Five Minute Friday | Red
There they are: the red words on my messenger that say "Hannah is busy. You may be interrupting." But we chat and laugh anyway, because for awhile, distractions cease to exist. I've come to love that about Thursday evenings. Bare feet, snuggled underneath the covers with tea and my laptop, I get to shut out the world and focus on two great loves of my life: words, and friends to share them with. But I realize that I'm busy, too. Perhaps not always in action, but the state of my heart is often hectic, and my thoughts smear together into a blur that I can rarely decipher. I hold white knuckled to all my best laid plans, and surrender isn't a word that really breaches my consciousness too often. I wonder, when was the last time I let grace interrupt me?
I remember sharing with a friend about my anxiety after a Bible study, and how he told me that perseverance means being willing to cooperate and remain under pressure. I pored over his words, wondering how that kind of submission would ever really come to fruition in my life. And I came across a verse, so common to me from my many years in the church. Perhaps its true, that when we hear something over and over, it loses its meaning. But this time, it was water to a dry and dusty heart. "Be still, and know that I am God," or as a favorite translation of mine puts it, "cease striving."
The Father's mercy, reminding His daughter, even now. And knowledge always trapped in my head begins a pilgrimage towards my heart. Certainly I'm not there yet. There are still so many nights that I climb into bed, feeling physical pain from the weight of whatever has happened during the day. Sometimes, I don't even recognize the stress at the time. But I'm promised that He is greater than anything I face.
I believe, but help my unbelief. Has there ever been a more honest prayer? There are parts of myself that I don’t really want to hand over, but they only drown with me when I take my eyes away from the one who came to redefine this life. I still do not really understand what it means to truly be, and let that be enough. Surely, I must have to live up to some obscene level of expectation. And every other graceless standard leaves me entirely alone and full of self loathing.
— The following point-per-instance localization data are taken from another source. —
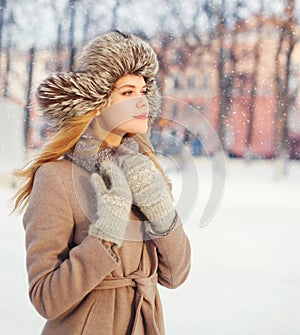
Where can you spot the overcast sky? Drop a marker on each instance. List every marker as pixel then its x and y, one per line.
pixel 36 21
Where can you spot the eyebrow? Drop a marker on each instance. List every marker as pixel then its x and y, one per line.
pixel 129 85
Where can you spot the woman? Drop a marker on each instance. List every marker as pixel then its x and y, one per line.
pixel 101 230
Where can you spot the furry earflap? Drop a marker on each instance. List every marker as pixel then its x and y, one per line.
pixel 102 62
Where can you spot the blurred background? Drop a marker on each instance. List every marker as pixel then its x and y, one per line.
pixel 229 68
pixel 235 62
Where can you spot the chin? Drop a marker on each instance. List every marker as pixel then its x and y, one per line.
pixel 137 127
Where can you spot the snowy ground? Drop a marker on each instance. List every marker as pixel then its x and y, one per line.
pixel 245 276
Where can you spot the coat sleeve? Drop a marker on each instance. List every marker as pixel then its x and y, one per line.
pixel 174 257
pixel 59 276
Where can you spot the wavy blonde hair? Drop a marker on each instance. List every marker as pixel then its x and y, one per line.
pixel 58 145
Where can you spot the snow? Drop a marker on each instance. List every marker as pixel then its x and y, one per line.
pixel 245 261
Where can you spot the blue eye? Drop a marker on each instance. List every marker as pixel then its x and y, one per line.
pixel 127 93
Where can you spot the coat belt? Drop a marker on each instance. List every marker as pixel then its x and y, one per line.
pixel 144 299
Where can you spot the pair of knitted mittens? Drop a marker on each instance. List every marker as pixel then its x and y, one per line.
pixel 131 178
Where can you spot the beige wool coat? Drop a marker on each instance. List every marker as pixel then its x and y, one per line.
pixel 74 282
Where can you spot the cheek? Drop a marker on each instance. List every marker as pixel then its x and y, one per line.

I’ve written a lot in the past year or so on freedom and the cessation of striving. Can I really be sustained on what I do not know? What love the Father must have, to allow me to trade my brokenness for daily bread, to lay myself aside and see each moment for what it truly is - an opportunity to react fully and well to the truth of who he is every day. That is grace that arrests the heart. He is still the God who makes a way where there is none. He is not asleep at the wheel. The refuge of his presence is never hidden from me.